Existen en este mundo dos tipos de personas: las razonables y las no razonables. A simple vista, esta afirmación podría parecer reduccionista, pero encierra una distinción fundamental en la manera en que los individuos interactúan con la realidad. No se trata de una simple cuestión de temperamento o de inclinaciones ideológicas; es, más bien, una diferencia sustancial en la relación que cada persona establece con la verdad, con la lógica y con su propia capacidad de adaptación intelectual.
Las personas razonables poseen un rasgo distintivo: la disposición a aceptar la evidencia cuando esta se presenta de manera clara e irrefutable.

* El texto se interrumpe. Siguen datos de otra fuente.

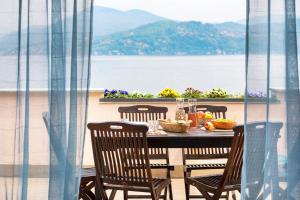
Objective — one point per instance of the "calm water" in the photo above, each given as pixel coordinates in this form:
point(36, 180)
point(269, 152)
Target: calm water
point(152, 74)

No es que carezcan de convicciones, sino que comprenden que la realidad es un ente independiente de sus opiniones. Saben que no se puede doblar la verdad al capricho del deseo, que los hechos son testarudos y que vivir de espaldas a ellos es tan absurdo como peligroso. Para el individuo razonable, la coherencia y la lógica son más que principios abstractos: son herramientas para navegar el mundo con sensatez, para construir una visión del entorno que no solo sea consistente, sino también útil y en armonía con lo que efectivamente existe.
En el lado opuesto se encuentran las personas no razonables, aquellas para quienes la lógica y la coherencia son, en el mejor de los casos, facultativas y, en el peor, obstáculos para la preservación de sus creencias. Estas personas han perfeccionado un mecanismo de disociación intelectual que les permite escuchar una argumentación irrefutable sin que ello implique la más mínima alteración en su pensamiento. Poseen una especie de interruptor que activa la razón cuando les conviene y la desactiva cuando amenaza con derrumbar sus construcciones ideológicas. La contradicción no es para ellos motivo de preocupación, sino un estado natural en el que se sienten cómodos.
Ahora bien, cabe preguntarse: ¿por qué persiste esta actitud en tantas personas? ¿Por qué la resistencia a la razón es, en muchos casos, más fuerte que la atracción por la verdad? Una posible respuesta radica en la naturaleza psicológica del autoengaño. Defender lo indefendible requiere un esfuerzo considerable, pero también proporciona un beneficio: la comodidad de no tener que enfrentarse a la posibilidad de estar equivocado. Y en un mundo donde la identidad muchas veces se construye sobre creencias inamovibles, reconocer un error equivale, para muchos, a una especie de muerte simbólica.
Más aún, la incoherencia de la que hacen gala los no razonables no es inocua. Genera conflictos internos, disonancias cognitivas que erosionan la estabilidad emocional. Quien se aferra a lo absurdo sabiendo en lo más profundo que es indefendible, no puede evitar experimentar un desajuste psicológico que, aunque pueda enmascararse temporalmente con la obstinación o el autoengaño, tarde o temprano se manifiesta en forma de angustia, agresividad o incluso depresión. La negación de la realidad no es gratuita: cobra su precio en la paz mental de quienes la practican.
Si bien sería ingenuo pensar que todos, en algún momento, no hemos caído en algún tipo de terquedad intelectual, la verdadera diferencia radica en la capacidad de rectificación. ¿Somos capaces de dar un paso atrás y admitir un error? ¿Podemos resistir el impulso de proteger nuestro ego a costa de la verdad? La respuesta a estas preguntas determina si nos alineamos con la razón o con su negación.
El problema fundamental de esta dicotomía es que la mayoría de los conflictos humanos, tanto en lo individual como en lo social, surgen precisamente de esta incapacidad para ajustar el pensamiento a la realidad. No es la ignorancia lo que causa mayor daño, sino la negativa deliberada a reconocerla. Y es en este punto donde radica el gran desafío de la humanidad: construir una sociedad en la que el pensamiento crítico y la apertura intelectual sean la norma, y no la excepción.
Porque, al final del día, la realidad no se somete a nuestros deseos. No le interesa nuestra terquedad ni se acomoda a nuestras ilusiones. Solo quienes son capaces de verla sin filtros ni distorsiones podrán caminar con paso firme por la vida. Los demás, los que eligen vivir en la penumbra de la incoherencia, están condenados a tropezar una y otra vez con sus propias falacias, sin comprender jamás la verdadera naturaleza del suelo que pisan.